Today we look at the ASUS M2NPV-VM motherboard that is designed for Socket AM2 processors and with Media Center in mind.

By: | Socket AM2/AM2+ in Motherboards | Posted: Oct 15, 2006 4:00 am
TweakTown Rating: 8.0%Manufacturer: ASUS

BIOS and Overclocking


Now it's into the BIOS section of the ASUS M2NPV-VM. Being a budget board, we aren't expecting too much in the way of overclocking options.



ASUS uses its traditional Award BIOS using the same menu system that Intel uses for its motherboards. This menu system was first used by ASUS back when the Pentium 3 Slot 1 was the king CPU. While it did fall back to the original blue menu a couple of times, this is now the BIOS setup that defines ASUS. We upgraded our BIOS to 0405 from the Beta BIOS that board was shipped with. Like all of the ASUS boards to get to the overclocking features, you need to access the Jumperfree sub-menu under the Advanced tab.

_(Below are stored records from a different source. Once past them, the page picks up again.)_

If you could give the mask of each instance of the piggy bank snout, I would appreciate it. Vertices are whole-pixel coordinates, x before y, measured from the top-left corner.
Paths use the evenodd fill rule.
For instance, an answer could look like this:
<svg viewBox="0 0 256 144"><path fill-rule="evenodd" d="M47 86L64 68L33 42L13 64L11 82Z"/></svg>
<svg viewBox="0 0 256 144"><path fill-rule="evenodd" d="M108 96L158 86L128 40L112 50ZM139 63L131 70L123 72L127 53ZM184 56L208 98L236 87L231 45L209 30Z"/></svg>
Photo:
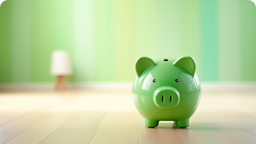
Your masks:
<svg viewBox="0 0 256 144"><path fill-rule="evenodd" d="M164 109L173 108L180 102L180 93L175 88L168 86L160 87L153 94L154 102L159 108Z"/></svg>

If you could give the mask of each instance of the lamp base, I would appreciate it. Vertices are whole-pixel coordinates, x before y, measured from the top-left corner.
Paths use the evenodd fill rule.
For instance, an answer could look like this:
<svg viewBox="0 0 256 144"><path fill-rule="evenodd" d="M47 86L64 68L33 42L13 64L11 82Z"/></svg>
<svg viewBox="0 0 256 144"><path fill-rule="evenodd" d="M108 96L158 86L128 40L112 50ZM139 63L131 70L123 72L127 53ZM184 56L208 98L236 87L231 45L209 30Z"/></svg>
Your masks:
<svg viewBox="0 0 256 144"><path fill-rule="evenodd" d="M55 90L66 89L66 78L64 76L58 76L55 81Z"/></svg>

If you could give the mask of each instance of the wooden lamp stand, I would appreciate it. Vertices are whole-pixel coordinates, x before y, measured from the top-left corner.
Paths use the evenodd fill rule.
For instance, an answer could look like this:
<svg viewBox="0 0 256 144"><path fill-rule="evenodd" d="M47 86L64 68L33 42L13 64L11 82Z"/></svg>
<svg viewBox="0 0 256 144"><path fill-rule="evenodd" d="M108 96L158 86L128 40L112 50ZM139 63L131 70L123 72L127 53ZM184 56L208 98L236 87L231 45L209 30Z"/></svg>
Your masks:
<svg viewBox="0 0 256 144"><path fill-rule="evenodd" d="M66 77L64 76L56 76L55 80L55 90L66 89Z"/></svg>

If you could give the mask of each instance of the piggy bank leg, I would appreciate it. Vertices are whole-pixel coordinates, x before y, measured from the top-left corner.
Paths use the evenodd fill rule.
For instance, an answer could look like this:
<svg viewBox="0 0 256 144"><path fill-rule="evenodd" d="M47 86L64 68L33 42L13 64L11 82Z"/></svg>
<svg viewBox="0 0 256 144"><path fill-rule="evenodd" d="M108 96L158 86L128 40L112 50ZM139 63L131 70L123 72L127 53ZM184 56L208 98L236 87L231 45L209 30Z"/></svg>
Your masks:
<svg viewBox="0 0 256 144"><path fill-rule="evenodd" d="M175 124L176 124L177 127L180 128L185 128L189 126L189 118L182 120L176 121Z"/></svg>
<svg viewBox="0 0 256 144"><path fill-rule="evenodd" d="M145 126L149 128L154 128L158 126L159 121L149 120L145 118Z"/></svg>

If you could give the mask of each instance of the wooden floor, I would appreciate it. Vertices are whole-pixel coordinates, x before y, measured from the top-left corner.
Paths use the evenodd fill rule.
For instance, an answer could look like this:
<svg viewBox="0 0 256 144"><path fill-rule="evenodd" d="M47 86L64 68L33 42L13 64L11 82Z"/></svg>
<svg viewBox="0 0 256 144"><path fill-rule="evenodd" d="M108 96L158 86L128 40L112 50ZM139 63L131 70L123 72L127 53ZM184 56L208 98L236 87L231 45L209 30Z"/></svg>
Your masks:
<svg viewBox="0 0 256 144"><path fill-rule="evenodd" d="M0 92L0 144L256 144L256 89L203 89L190 126L144 126L130 89Z"/></svg>

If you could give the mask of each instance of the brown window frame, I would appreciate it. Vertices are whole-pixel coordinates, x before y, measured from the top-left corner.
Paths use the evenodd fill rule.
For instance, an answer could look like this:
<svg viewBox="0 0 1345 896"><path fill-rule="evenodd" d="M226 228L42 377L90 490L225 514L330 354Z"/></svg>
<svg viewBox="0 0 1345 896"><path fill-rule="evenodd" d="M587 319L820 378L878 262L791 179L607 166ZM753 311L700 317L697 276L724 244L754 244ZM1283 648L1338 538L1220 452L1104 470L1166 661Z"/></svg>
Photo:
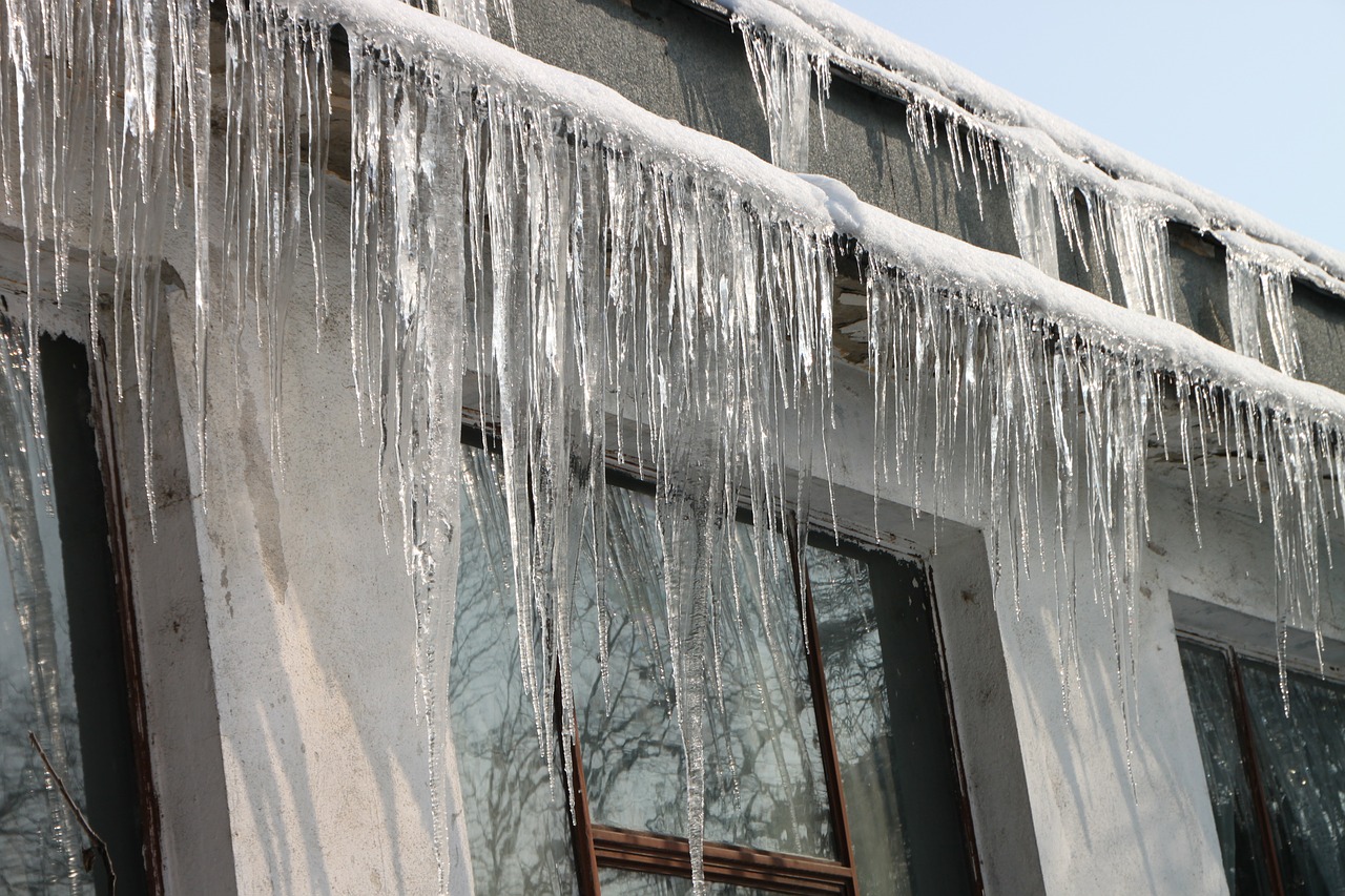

When in the Jumperfree section you see how few overclocking options we have. There are only three major ones - FSB, DRAM voltage and CPU multiplier. Your FSB range goes from 200MHz to 400MHz in 1MHz increment, DRAM voltage goes from default to 1.9v only and CPU multiplier, well that's explanatory.


With all these settings we only managed a 213MHz FSB clock. This was likely because there are no voltage changes for the CPU, HT links or any multiplier adjustments for the HT link, causing instabilities above 213MHz FSB. It goes without saying, the ASUS M2NPV-VM motherboard will not land you any new world record overclocking results but at the same time it was designed to sit next your TV and not be running 3DMark.


Important Editor Note: Our maximum overclocking result is the best result we managed in our limited time testing the motherboard. Due to time constraints we don't have enough time to tweak the motherboard to the maximum and find the highest possible FSB as this could take days to properly find.


We do however spend at least a few hours overclocking every motherboard to try and find the highest possible overclock in that time frame. You may or may not be able to overclock higher if you spend more time tweaking or as new BIOS updates are released or "burn in" time might come into play if you believe in that.